The three of them laugh, and I just look down at my plate.
“It’s so good to see her happy.” Our new mommy leans around the table to tuck Fern’s hair out of the way so she won’t get grits in it.
“Yes, it is.” Mr. Sevier is looking at his wife, but she doesn’t know it. She’s busy petting Fern.
Mrs. Sevier twirls Fern’s hair around her finger, blending tiny spirals into bigger curls, like Shirley Temple’s. Mrs. Sevier likes it that way best. Most days, I put mine in a braid behind my back, so she won’t get any ideas about doing that to me. “I was worried we’d never get to this point,” she tells her mister.
“These things take time.”
“I was so afraid I’d never be a mother.”
His eyes round upward, like he’s happy. He looks across the table. “She’s ours now.”

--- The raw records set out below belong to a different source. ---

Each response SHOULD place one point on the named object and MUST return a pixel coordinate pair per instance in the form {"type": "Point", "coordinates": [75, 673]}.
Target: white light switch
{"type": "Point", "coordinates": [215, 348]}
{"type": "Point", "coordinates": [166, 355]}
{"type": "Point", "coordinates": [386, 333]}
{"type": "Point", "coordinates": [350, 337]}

No she’s not! I want to scream. You’re not her mother. You’re not our mother. Those dead babies in the graveyard, those are yours. I hate Mrs. Sevier for wanting Fern. I hate those babies for dying. I hate Mr. Sevier for bringing us here. If he’d left us alone, we’d be back on the Arcadia by now, Fern and me. Nobody would be twirling my sister’s hair into Shirley Temple curls or calling her Beth.
I clench my teeth so hard the pain travels all the way to the top of my head. I’m glad for it. It’s just a little ache, and I know where it comes from. I can stop it any time I want. The one in my heart is way bigger. I can’t fix it no matter how hard I try. It scares me so much that I can’t even breathe.
What if Fern decides she likes these people better than she likes me? What if she forgets about Briny and Queenie and the Arcadia? We didn’t have fancy dresses and scooter toys on the porch and stuffed teddy bears and Crayolas and little china tea sets there. All we had was the river, but the river fed us and carried us and set us free.
I have to make sure Fern doesn’t forget. She can’t turn into Beth on the inside.
“May?” Mrs. Sevier is talking, and I haven’t even heard her. I put on a sunshine face and look her way.
“Yes…Mommy?”
“I said, I’m going to take Beth into Memphis for a fitting of special shoes today. It’s important that we correct the leg that turns inward before she’s any older. Once a child is grown, it’s too late, they tell me. That would be a shame, when it’s something that can be cured.” Her head crooks sideways a bit. She looks like an eagle when it’s watching for fish. Pretty, but the fish better be careful. I’m glad my feet are under the table so she can’t see my right leg. We all have the foot that toes in a little. We get it from Queenie. Briny says it marks us as part of the royal line of the Kingdom Arcadia.
Now I feel myself straightening it just in case she takes a notion to look.
“She’ll have to sleep in a brace at night,” Mrs. Sevier tells me. Beside her, Mr. Sevier opens the newspaper, eyeballing it as he eats his bacon.
“Oh,” I mutter. I’ll slip the brace off Fern’s leg at night. That’s what I’ll do.
“I thought I’d take her by myself.” Mrs. Sevier’s words come real careful, her deep blue eyes fastening to me underneath blond curls that remind me of Queenie even if I don’t want them to. Queenie is much prettier, though. She is. “Beth must get accustomed to spending time with her new mommy, just the two of us…without carrying on about it.” She smiles at my sister, who’s busy chasing one of Zuma’s canned strawberries around her plate with a little silver baby fork. The Seviers don’t like anybody eating with their fingers.
Mrs. Sevier claps her hands to get Mr. Sevier’s attention, and he lets the paper down a bit, poking his nose over it. “Darren, Darren, look at her. How cute!”
“Keep at it, trooper,” he says. “After you capture that one, you can have another.”
Fern spears the strawberry, pops it into her mouth whole, and smiles with juice dripping out the sides.